You may have noticed that we have a section called Heirloom Recipes. These are old family recipes that have been passed down to us to continue the tradition. Most of time, we grow up knowing when a recipe has been passed down. I have fond memories of trips to California, where I would watch my dad’s father pick lemons right off his tree and then make the best lemon meringue pie ever. But that’s a recipe for another day!
Today, I’m talking about chili. The chili my mom made all through my childhood. I never questioned or even thought about the origin of that chili recipe until my brother got married. That first Christmas, I made my new sister-in-law a cookbook that included some of the family recipes that I had. When I mentioned this project to my mother, she replied, “Well, you’ll include your grandmother’s chili, of course.” So, apparently I had an heirloom chili recipe all along and didn’t know it!
Now I had to adapt this recipe a bit. As you know, I cook vegetarian at home, so this meaty chili recipe sat gathering dust for awhile. I made it once early on in our marriage with those soy crumbles and Tim loved it, but we try to avoid the fake meat most of the time, so it went back on the shelf.
Earlier this year, I pulled it back out. As I’ve gained experience, I have made vegetarian versions of lots of other recipes and felt certain that this would be an easy recipe to convert. Sure enough, I just added some sauteed mushrooms instead of the meat. I love mushrooms, so I actually like the vegetarian version better! Of course, you can make this the traditional way, or substitute ground turkey for the ground beef if you prefer. I’ve got both recipes below.
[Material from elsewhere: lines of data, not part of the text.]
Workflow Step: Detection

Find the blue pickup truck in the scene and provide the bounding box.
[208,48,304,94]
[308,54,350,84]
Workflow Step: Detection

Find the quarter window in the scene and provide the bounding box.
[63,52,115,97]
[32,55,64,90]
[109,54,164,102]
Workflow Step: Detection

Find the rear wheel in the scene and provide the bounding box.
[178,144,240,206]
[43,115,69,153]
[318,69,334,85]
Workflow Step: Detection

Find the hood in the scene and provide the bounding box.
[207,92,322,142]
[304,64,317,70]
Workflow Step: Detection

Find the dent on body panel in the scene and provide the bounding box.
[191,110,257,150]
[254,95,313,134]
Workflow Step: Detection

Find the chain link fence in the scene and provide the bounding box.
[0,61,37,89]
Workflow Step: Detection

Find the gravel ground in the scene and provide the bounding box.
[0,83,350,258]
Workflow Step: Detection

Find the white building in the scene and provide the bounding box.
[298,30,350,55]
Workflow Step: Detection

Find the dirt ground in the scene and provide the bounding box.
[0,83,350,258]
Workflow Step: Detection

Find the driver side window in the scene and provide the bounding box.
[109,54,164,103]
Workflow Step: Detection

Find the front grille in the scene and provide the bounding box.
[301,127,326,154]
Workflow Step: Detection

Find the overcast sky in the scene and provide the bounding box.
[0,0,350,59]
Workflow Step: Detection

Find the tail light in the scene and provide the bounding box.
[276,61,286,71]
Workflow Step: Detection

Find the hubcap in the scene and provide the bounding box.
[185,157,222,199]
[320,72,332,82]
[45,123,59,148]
- Traditional: 3 lbs. ground beef or turkey
- Vegetarian: 1 lb. mushrooms, sliced, and 2 tbs. olive oil
- 1 medium onion, diced
- 1 can (28 oz) whole tomatoes
- 1 can (11-12 oz) tomato juice
- 1 can (15 oz) chile beans—hot
- 1 can (15 oz) kidney beans, drained and rinsed
- 3-4 tbs. chili powder
- ½ tsp. garlic powder
- Dash or two of hot pepper sauce (optional)
- Salt and pepper
- 6 oz spaghetti noodles
- Traditional version: Brown ground beef in a large skillet with onions. Drain well and transfer to a large soup pan over medium high heat. Add chili powder and stir to combine.
- Vegetarian version: Heat a tablespoon of olive oil in a large skillet. Add sliced mushrooms and cook until they release their liquid and are soft, about 10-15 minutes. At the same time, heat another tablespoon of olive oil in a soup pan over medium high heat, and add the onions and chili powder. Cook until soft, about 5-7 minutes. Add the mushrooms to the soup pan.
- Both versions: Add the tomato juice, both cans of beans, the garlic powder, and the hot pepper sauce. Add the can of whole tomatoes, juice and all, chopping up the tomatoes as you go.
- Simmer on low for 30-45 minutes. Add salt and pepper to taste.
- Bring a separate pot of water to a rolling boil. Break the spaghetti noodles into thirds, and then add to the boiling water. Cook, stirring frequently until the noodles are barely done, about 8-9 minutes. They will continue to soften in the chili, so don’t overcook.
- Add noodles to the chili, stir to combine and serve. Also great topped with grated cheddar cheese or crushed crackers.